Slavery

A word about slavery. It is simply preposterous to talk about slavery, as that term is understood, either being legalized or existing in this part of Africa. It is nonsense. The system is a patriarchal one, there being no actual difference, socially, between the slave (called by their protector son or daughter) and the children of the person with whom they live. Such persons intermarry, and frequently become the heads of state: indeed, generally so, as I do not remember at present a king or chief with whom I became acquainted whose entire members of the household, from the lowest domestic to the highest official, did not sustain this relation to him, they calling him baba or "father," and he treating them as children. And where this is not the case, it either arises from some innovation among them or those exceptional cases of despotism to be found in every country. Indeed, the term "slave" is unknown to them, only as it has been introduced among them by whites from Europe and America. So far from abject slavery, not even the old feudal system, as known to exist until comparatively recent in enlightened and Christian Europe, exists in this part of Africa.

Criminals and prisoners of war are legally sold into slavery among themselves, just as was the custom in almost every civilized country in the world till very lately, when nothing but advanced intelligence and progressive Christianity among the people put a stop to it. There is no place, however, but Illorin, a bona fide Mohammedan kingdom, where we ever witnessed any exhibition of these facts.

How Slaves Are Obtained

Slaves are abducted by marauding, kidnapping, depraved natives, who, like the organized bands and gangs of robbers in Europe and America, go through the country thieving and stealing helpless women and children, and men who may be overpowered by numbers. Whole villages in this way sometimes fall victims to these human monsters, especially when the strong young men are out in the fields at work, the old of both sexes in such cases being put to death, whilst the young are hurried through some private way down to the slave factories usually kept by Europeans (generally Portuguese and Spaniards) and Americans, on some secluded part of the coast.
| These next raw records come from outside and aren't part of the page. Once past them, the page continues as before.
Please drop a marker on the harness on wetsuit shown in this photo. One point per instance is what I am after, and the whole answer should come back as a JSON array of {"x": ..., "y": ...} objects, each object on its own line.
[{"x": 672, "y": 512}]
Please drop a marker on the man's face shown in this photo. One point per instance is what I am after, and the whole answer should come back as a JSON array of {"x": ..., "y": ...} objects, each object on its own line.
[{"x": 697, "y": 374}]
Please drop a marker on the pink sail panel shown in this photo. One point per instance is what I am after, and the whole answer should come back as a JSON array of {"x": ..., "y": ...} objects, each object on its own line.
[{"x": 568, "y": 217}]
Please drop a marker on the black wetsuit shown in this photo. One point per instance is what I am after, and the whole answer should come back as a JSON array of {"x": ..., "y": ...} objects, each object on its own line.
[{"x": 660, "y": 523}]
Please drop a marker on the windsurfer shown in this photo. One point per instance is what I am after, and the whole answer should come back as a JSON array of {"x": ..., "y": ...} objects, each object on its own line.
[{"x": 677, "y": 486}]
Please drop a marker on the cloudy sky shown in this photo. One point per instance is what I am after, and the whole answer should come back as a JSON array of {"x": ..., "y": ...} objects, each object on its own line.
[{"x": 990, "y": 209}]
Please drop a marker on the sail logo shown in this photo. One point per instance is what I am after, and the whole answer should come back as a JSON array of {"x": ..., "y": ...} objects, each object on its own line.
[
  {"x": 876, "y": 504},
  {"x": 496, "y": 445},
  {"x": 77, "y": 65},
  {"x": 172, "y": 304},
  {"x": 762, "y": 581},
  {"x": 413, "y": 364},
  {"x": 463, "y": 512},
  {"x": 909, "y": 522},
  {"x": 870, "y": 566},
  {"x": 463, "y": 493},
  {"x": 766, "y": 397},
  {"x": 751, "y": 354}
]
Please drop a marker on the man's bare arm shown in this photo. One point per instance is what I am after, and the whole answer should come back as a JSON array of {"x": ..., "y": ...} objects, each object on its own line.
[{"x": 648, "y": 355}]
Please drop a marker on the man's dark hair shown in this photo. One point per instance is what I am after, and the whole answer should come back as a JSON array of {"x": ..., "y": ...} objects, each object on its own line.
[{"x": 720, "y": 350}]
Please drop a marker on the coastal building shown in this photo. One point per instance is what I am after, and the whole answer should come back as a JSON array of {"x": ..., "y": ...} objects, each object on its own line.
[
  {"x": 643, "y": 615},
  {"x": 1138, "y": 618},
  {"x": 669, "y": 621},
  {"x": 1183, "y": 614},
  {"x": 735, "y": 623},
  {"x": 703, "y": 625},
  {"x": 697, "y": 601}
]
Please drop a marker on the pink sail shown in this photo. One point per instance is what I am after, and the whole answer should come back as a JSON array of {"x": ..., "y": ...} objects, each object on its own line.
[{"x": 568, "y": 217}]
And in no instances are the parents and relatives known to sell their own children or people into slavery, except, indeed, in cases of base depravity, and except such miserable despots as the kings of Dahomi and Ashantee; neither are the heads of countries known to sell their own people; but like the marauding kidnapper, obtain them by war on others.


IX

DISEASES OF THIS PART OF AFRICA, TREATMENT, HYGIENE, ALIMENT

Diseases, Face of the Country, Spring Water

The diseases in this part of Africa are still more simple than those of Liberia; and even the native fever, for known causes, generally is much less severe. In Liberia, and all that part of Africa, the entire country (except the cleared farms in the republic and the limited rice-fields of the natives) is a dense, heavy-wooded, primitive forest, rank with the growth and putrified vegetation of a thousand ages. But the entire Aku country, throughout the second plateau, presents a very different phase. Here, one is struck with the beautiful clear country which continually spreads out in every direction around; and (except the thickets or forests left as defences, ambuscades, and arbors of rest, rugged hilltops, and gullies), there is nothing but recent timber to be found growing on the lands. Timber in Africa is reproduced very speedily; hence may be found in some parts designedly left very heavy timber; but the greatest unbroken forest through which we passed at any one time, of this description, never exceeded, I think, ten miles. All the spring (shallow wells generally) and other living water, as perennial streams, is both good-tasted, and if the constant use of running stream water be a fair test, I would decide as wholesome. There are some good springs in Africa, and good water doubtless may everywhere be obtained by digging suitable wells.